Implications économiques plus larges
Les prix du pétrole ont une influence qui va bien au-delà du secteur de l’énergie. Ils affectent les coûts de transport, les tarifs aériens, les intrants manufacturiers et la distribution alimentaire. La baisse des prix peut atténuer les pressions inflationnistes, ce qui peut influencer la politique des banques centrales et les taux d’intérêt.
Pour les pays importateurs de pétrole, un pétrole brut moins cher peut soutenir la croissance économique et réduire les déficits commerciaux. Pour les pays exportateurs, cependant, une faiblesse prolongée pose des défis fiscaux et politiques.
Dans le même temps, la croissance continue de la production mondiale de pétrole soulève des questions sur le rythme de la transition énergétique.
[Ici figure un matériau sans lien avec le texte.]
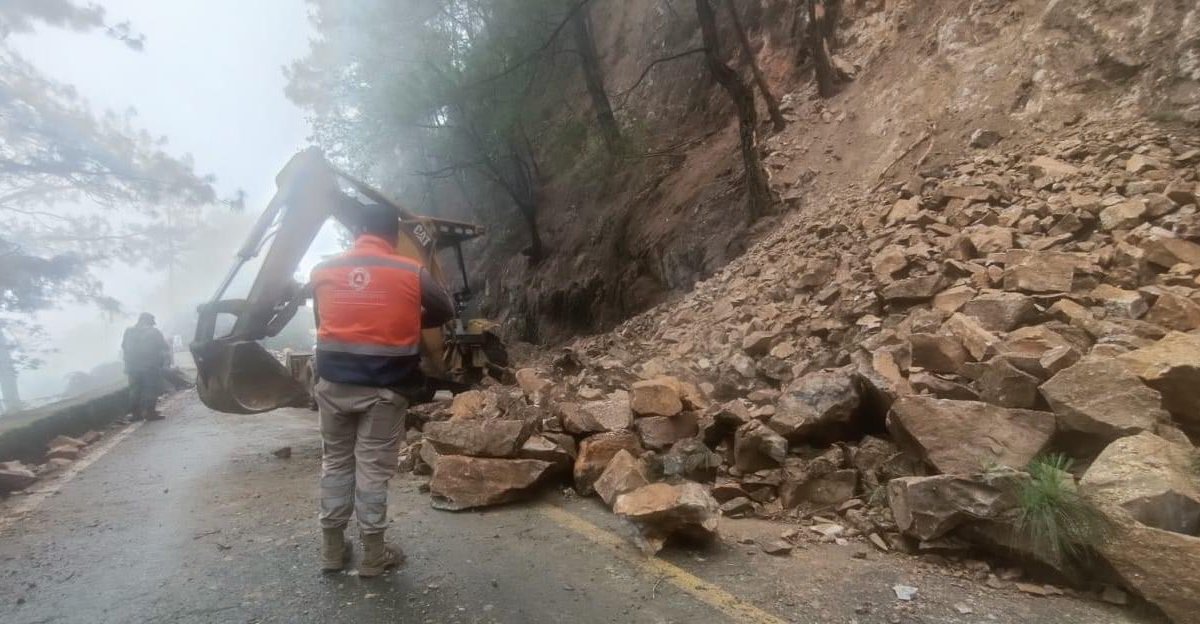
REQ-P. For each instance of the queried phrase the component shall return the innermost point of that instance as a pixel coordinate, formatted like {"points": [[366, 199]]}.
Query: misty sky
{"points": [[210, 81]]}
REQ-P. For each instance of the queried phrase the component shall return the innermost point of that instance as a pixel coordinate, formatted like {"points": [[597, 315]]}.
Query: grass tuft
{"points": [[1054, 516]]}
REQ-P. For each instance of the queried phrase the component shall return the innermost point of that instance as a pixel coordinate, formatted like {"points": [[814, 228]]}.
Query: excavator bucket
{"points": [[243, 378]]}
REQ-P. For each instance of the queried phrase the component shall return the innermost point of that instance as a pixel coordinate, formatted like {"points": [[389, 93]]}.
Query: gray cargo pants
{"points": [[360, 430]]}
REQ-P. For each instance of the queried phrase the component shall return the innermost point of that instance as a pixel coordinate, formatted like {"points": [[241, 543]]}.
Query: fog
{"points": [[208, 78]]}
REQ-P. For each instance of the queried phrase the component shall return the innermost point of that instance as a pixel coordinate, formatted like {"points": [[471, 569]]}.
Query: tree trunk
{"points": [[594, 78], [9, 388], [757, 190], [777, 115], [819, 42]]}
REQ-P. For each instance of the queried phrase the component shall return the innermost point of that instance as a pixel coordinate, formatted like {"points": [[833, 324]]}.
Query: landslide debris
{"points": [[887, 367]]}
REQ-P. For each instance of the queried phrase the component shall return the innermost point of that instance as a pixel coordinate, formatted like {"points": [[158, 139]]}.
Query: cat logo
{"points": [[359, 279], [421, 235]]}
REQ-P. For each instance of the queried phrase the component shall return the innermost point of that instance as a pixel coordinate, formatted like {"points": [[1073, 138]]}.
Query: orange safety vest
{"points": [[369, 301]]}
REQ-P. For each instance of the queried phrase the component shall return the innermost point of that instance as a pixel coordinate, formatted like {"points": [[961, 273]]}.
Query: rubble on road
{"points": [[927, 340]]}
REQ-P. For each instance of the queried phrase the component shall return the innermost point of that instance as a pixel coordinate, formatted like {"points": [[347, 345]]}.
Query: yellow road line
{"points": [[736, 609]]}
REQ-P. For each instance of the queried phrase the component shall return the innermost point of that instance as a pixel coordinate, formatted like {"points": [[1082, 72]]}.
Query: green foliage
{"points": [[1054, 516]]}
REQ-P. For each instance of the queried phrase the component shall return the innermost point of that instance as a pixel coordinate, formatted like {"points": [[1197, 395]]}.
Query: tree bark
{"points": [[777, 115], [9, 389], [757, 190], [593, 76], [819, 43]]}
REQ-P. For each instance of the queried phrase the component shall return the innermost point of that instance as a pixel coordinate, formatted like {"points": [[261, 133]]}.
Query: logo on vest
{"points": [[359, 279]]}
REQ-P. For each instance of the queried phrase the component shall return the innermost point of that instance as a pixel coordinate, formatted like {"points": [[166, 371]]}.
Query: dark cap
{"points": [[379, 220]]}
Alors que les gouvernements poursuivent leurs objectifs climatiques, la production reste forte, ce qui met en évidence la tension entre les incitations économiques et les engagements environnementaux.
Un marché redéfini par la concurrence
La caractéristique déterminante du marché pétrolier actuel n’est pas la rareté, mais la concurrence. La diversification des producteurs, l’évolution des routes commerciales et le rééquilibrage stratégique opéré par les exportateurs traditionnels ont créé un système plus fragmenté et plus dynamique.
La persistance de cette période de surabondance dépendra des décisions d’investissement futures, des développements géopolitiques et des tendances de la demande mondiale. Pour l’instant, cependant, l’équilibre des pouvoirs a changé.
Il y a plus de barils sur le marché que le monde n’en a actuellement besoin, et cet excédent est en train de remodeler le paysage énergétique mondial d’une manière qui pourrait persister pendant des années.